Agosto hace su agosto y enfría la ciudad como queriendo apretujar en un solo mes todo el invierno que llegó tarde a la ciudad. Enfría y ventea. Ese es el imaginario tradicional del mes de agosto en Lima. Treinta y un días de frío húmedo que cala hasta el tuétano del hueso más difícil de roer y ensalza con mortecina luminosidad gris el cielo que deja ver su alma pobre.
En medio de este gris que afecta el ánimo, Santa Rosa se adueña del final del mes para que la gente le pida que vuelvan a brotar flores en sus vidas, lanzando sus deseos al fondo de un pozo. Enterrando un deseo para que en sus antípodas vuelva a brillar el sol.
Con el día a día de este mes de agosto me encuentro transitando por el puente Armendáriz porque la Costa Verde está cerrada. Esta circunstancia desnuda, en primer lugar, la importancia vital de la Costa Verde como vía expresa, el colapso de las rutas alternas y el siempre mal manejado tema de la comunicación al ciudadano (tarde y pésimo).
Agosto hace otra vez de las suyas y enfría los ánimos y los corazones en esta maraña de autos. Así, en uno de los extremos del puente, un hombrecillo se apoya sobre el barandal y a su costado aguardan tensas las cometas: pavas, barriletes, estrellas. Y el recuerdo vuela por los aires.
José Gálvez, el poeta y cronista de una Lima que en 1943 se iba y se fue, ya registraba la nostalgia por la afición a las cometas. Así, recuerda a cometas y cometeros de principios del siglo XX. Costumbres y hábitos que iban a desaparecer como una cometa que, al desprenderse de la mano de un niño, se eleva hasta perderse en el infinito.
De todo eso, los juegos y costumbres asociadas a esta afición lúdica, solo queda el objeto y que, poco a poco, quizás, también, irá desapareciendo, al menos las de manufactura artesanal de sacuaras y papel lustre, de colas de retazos y pabilos firmes. No quedará uso para el engrudo.
Ya no quedan las cometas atrapadas en los cables de luz, y que hacía que Kilowatito nos recordase lo peligroso de volar cometa cerca de los cables de alta tensión.

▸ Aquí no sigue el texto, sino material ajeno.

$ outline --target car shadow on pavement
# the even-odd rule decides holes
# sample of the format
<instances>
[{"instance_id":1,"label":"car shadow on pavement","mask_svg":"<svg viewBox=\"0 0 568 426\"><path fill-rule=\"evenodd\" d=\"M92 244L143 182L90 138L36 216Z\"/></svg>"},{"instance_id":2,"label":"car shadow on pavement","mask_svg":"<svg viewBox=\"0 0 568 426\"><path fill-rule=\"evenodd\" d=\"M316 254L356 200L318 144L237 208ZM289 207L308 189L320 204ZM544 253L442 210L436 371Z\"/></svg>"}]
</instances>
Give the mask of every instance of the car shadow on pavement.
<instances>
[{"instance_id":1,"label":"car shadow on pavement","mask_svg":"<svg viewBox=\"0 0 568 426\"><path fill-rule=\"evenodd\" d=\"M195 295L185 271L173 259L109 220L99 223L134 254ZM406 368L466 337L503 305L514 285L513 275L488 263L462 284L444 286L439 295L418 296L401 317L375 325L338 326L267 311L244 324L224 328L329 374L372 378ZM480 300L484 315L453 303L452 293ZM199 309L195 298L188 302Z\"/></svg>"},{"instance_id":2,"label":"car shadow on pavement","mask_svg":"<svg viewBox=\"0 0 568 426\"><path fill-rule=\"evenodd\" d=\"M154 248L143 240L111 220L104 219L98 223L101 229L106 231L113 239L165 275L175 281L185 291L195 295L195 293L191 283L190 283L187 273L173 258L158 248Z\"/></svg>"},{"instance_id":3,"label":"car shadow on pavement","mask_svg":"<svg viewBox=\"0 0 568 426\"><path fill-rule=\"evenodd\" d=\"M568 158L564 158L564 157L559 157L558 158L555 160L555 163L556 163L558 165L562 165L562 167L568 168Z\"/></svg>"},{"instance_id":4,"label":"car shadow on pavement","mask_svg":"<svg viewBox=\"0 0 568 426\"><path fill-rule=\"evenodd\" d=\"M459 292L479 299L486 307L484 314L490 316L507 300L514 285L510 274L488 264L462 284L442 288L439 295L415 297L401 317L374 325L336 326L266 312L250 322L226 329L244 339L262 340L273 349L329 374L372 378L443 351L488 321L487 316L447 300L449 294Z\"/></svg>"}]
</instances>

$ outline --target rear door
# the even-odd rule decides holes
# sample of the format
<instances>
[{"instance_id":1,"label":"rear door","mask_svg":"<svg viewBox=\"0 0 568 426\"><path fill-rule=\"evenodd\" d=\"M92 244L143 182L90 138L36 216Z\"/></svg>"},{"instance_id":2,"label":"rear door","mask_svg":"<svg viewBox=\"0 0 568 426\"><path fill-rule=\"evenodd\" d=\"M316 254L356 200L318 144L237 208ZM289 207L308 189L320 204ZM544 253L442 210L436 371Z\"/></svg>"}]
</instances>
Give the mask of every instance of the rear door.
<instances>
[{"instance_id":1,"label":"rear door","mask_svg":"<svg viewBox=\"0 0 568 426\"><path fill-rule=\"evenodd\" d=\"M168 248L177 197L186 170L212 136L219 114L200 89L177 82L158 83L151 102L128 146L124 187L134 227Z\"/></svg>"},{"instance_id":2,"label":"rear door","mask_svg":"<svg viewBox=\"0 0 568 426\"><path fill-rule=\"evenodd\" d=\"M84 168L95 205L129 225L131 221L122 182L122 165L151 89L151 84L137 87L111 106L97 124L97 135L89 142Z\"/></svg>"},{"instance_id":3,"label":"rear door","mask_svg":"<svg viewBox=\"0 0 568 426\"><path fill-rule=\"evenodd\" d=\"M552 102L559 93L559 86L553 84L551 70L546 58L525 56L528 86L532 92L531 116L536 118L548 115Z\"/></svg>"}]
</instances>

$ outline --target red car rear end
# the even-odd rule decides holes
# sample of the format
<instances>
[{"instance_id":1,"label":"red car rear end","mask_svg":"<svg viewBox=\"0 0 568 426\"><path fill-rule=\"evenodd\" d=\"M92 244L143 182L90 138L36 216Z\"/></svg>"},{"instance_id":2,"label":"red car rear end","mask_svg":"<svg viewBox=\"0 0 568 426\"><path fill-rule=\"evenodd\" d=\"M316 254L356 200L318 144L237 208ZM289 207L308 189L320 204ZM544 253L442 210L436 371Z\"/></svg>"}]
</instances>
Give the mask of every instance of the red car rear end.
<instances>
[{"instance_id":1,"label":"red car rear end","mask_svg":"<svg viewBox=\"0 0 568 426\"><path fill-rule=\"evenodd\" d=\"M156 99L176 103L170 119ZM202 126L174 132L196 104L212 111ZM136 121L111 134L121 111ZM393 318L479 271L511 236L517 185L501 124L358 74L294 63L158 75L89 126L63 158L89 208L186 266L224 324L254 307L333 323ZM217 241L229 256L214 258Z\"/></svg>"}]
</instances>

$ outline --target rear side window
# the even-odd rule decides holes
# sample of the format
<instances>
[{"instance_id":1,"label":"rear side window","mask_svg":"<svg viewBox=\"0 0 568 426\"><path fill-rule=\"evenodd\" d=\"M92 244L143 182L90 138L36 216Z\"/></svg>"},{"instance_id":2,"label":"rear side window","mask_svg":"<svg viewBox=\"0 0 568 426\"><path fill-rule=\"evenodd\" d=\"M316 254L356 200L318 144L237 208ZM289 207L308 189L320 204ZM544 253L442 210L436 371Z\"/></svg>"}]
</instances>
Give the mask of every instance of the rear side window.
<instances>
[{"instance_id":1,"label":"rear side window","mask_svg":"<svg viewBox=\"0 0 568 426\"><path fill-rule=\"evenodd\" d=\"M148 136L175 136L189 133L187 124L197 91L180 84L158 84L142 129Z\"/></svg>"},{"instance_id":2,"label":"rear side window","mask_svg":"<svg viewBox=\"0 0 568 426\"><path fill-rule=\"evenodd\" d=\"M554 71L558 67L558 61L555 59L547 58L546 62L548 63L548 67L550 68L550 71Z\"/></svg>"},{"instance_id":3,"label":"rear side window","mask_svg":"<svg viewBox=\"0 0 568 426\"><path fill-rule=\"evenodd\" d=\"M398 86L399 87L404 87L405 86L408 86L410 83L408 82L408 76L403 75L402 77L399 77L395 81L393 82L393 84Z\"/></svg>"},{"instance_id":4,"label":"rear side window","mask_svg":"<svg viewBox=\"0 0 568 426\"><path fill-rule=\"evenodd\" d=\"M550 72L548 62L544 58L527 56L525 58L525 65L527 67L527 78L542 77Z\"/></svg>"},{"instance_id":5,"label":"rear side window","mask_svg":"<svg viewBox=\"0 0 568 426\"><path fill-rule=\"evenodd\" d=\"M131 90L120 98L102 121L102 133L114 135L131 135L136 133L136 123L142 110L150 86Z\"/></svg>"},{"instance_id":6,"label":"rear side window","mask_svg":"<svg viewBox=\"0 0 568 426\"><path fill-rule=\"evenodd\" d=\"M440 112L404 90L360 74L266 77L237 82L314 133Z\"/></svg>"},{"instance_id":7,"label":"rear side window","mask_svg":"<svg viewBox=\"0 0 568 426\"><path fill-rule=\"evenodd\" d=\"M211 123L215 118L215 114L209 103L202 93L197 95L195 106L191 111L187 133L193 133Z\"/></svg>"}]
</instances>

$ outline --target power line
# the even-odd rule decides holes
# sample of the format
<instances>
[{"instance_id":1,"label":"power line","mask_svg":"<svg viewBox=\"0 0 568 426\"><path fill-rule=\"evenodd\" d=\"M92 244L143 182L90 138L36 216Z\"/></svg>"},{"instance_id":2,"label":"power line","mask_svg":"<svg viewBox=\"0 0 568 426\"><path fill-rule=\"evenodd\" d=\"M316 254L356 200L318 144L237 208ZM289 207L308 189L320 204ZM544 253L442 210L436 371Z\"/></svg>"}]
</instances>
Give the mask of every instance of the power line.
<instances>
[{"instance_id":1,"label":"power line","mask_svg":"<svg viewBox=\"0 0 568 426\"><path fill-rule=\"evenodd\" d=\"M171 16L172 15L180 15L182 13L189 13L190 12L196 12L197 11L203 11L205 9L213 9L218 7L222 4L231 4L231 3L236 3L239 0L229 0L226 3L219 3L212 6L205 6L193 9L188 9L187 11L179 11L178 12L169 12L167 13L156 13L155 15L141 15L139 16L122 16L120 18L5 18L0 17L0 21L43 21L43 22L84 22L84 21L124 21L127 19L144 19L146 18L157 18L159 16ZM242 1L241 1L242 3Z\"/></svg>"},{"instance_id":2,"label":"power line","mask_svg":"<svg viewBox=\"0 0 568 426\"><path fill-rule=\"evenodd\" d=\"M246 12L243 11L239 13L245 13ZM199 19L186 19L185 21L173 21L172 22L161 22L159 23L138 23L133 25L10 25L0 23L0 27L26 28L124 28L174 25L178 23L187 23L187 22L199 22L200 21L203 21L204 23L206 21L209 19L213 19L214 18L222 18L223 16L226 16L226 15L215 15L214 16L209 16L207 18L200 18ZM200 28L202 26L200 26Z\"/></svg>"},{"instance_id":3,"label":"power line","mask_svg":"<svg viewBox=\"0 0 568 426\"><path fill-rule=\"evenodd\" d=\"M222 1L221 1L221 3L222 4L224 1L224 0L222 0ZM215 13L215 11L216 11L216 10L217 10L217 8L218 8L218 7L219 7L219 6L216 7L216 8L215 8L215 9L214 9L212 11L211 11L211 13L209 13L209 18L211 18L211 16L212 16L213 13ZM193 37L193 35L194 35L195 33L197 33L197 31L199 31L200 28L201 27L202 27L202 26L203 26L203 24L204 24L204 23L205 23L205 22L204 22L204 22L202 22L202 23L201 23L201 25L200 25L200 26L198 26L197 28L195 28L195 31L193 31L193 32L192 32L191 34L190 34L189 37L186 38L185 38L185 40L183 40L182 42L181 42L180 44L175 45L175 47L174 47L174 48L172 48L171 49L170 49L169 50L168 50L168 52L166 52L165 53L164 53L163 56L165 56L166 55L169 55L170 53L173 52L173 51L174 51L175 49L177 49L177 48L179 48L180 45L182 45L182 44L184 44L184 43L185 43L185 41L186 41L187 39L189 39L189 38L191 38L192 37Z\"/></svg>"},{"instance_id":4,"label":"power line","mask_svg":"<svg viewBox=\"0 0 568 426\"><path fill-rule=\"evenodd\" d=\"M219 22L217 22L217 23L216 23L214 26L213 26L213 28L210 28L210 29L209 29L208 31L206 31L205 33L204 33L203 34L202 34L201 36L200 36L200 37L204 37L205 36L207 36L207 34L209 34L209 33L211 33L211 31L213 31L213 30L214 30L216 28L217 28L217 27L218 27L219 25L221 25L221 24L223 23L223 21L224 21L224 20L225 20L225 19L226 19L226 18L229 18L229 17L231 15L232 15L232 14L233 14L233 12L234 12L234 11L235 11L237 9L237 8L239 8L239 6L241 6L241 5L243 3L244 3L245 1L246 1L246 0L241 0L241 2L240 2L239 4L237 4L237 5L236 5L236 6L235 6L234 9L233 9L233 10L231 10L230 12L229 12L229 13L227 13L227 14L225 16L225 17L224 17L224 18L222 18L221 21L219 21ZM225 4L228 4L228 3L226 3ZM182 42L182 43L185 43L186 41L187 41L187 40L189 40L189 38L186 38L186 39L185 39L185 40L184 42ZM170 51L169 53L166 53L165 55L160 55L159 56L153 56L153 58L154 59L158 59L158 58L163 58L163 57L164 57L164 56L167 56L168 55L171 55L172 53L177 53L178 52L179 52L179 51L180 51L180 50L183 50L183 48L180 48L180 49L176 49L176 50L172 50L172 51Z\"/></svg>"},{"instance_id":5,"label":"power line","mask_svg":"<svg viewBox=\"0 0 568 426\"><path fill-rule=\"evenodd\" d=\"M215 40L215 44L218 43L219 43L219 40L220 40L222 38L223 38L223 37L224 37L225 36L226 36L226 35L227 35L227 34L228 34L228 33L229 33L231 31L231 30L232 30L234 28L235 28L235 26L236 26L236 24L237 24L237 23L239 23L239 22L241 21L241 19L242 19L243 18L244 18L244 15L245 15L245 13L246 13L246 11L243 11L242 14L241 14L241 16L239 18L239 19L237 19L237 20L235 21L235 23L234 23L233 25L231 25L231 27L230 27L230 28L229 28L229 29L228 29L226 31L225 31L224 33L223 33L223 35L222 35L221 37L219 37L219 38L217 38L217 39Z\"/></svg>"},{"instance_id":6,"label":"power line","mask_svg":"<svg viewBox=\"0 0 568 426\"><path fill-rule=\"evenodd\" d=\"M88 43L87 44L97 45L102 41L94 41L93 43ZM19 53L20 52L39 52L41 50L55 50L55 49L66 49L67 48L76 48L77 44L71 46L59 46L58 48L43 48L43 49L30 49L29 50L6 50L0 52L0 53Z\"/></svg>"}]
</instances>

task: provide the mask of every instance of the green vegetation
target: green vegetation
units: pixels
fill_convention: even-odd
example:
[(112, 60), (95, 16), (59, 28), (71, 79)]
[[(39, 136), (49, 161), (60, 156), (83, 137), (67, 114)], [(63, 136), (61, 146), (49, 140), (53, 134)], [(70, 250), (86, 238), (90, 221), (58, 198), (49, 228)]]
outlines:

Ya no quedan las gillettes que se amarraban a la cometa para hacer guerras y batallas encarnizadas llenas de malicia naif, ya no quedan los niños que en las azoteas de viejas casonas volaban sus cometas más altas que ninguna, ya no quedan los bautizos de la cometa del barrio con jarana, pisco y butifarra, cometa que llevaban todos en procesión hacia una de las pampas de la ciudad.
Dicho sea de paso, tampoco quedan pampas en Lima.
Solo queda la cometa que aparece para, presuntuosa, ponerle color al mes más incoloro del año, y que un padre de familia tal vez comprará, llevado por los recuerdos de sus tiempos de libertad, de contacto con el azar de los vientos y del cielo.
El padre se la llevará y cariñosamente la hará de nuevo volar para compartir con su hijo un pedazo de una Lima que se va yendo a ritmo de una cometa que cabecea en el aire y que se vuelve cada vez más terrenal, preocupada por el tráfico y el cemento.
Un frío que mata el niño que alguna vez fuimos.